Individual variation in winter supplementary food consumption and its consequences for reproduction in wild birds
Crates RA., Firth JA., Farine DR., Garroway CJ., Kidd LR., Aplin LM., Radersma R., Milligan ND., Voelkl B., Culina A., Verhelst BL., Hinde CA., Sheldon BC.
© 2016 The Authors. Journal of Avian Biology published by John Wiley & Sons Ltd. on behalf of Nordic Society Oikos The provision of wild birds with supplementary food has increased substantially over recent decades. While it is assumed that provisioning birds is beneficial, supplementary feeding can have detrimental ‘carry-over’ effects on reproductive traits. Due to difficulties in monitoring individual feeding behaviour, assessing how individuals within a population vary in their exploitation of supplementary food resources has been limited. Quantifying individual consumption of supplementary food is necessary to understand the operation of carry-over effects at the individual level.
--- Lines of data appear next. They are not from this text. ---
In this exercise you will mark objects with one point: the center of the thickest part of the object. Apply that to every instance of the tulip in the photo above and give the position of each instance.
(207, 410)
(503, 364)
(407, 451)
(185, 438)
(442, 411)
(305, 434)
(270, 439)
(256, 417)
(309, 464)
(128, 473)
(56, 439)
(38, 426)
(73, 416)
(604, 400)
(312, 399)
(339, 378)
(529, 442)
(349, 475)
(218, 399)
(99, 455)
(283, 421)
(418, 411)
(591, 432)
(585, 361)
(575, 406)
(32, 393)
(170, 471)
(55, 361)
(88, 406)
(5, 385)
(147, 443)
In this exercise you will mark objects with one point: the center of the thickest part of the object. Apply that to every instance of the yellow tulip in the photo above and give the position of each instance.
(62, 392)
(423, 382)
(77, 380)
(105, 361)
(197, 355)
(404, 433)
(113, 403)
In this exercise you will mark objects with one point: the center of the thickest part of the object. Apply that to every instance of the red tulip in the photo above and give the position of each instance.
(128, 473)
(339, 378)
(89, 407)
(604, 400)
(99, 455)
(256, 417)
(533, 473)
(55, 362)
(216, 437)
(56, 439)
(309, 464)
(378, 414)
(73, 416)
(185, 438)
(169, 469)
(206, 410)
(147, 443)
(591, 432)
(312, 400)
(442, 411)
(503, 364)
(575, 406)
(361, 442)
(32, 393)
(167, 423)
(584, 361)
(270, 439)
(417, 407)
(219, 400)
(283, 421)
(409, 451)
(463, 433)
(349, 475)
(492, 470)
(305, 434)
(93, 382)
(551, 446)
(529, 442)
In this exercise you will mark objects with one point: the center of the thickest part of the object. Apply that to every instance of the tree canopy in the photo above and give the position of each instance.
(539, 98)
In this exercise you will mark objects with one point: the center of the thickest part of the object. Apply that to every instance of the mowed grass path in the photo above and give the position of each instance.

We used Radio Frequency Identification (RFID) technology and automated feeders to estimate individual consumption of supplementary winter food in a large wild population of great tits Parus major and blue tits Cyanistes caeruleus. Using these data, we identified demographic factors that explained individual variation in levels of supplementary food consumption. We also tested for carry-over effects of supplementary food consumption on recruitment, reproductive success and a measure of survival. Individual variation in consumption of supplementary food was explained by differences between species, ages, sexes and years. Individuals were consistent across time in their usage of supplementary resources. We found no strong evidence that the extent of supplementary food consumption directly influenced subsequent fitness parameters. Such effects may instead result from supplementary food influencing population demographics by enhancing the survival and subsequent breeding of less competitive individuals, which reduce average breeding parameters and increase density-dependent competition. Carry-over effects of supplementary feeding are not universal and may depend upon the temporal availability of the food provided. Our study demonstrates how RFID systems can be used to examine individual-level behaviour with minimal effects on fitness.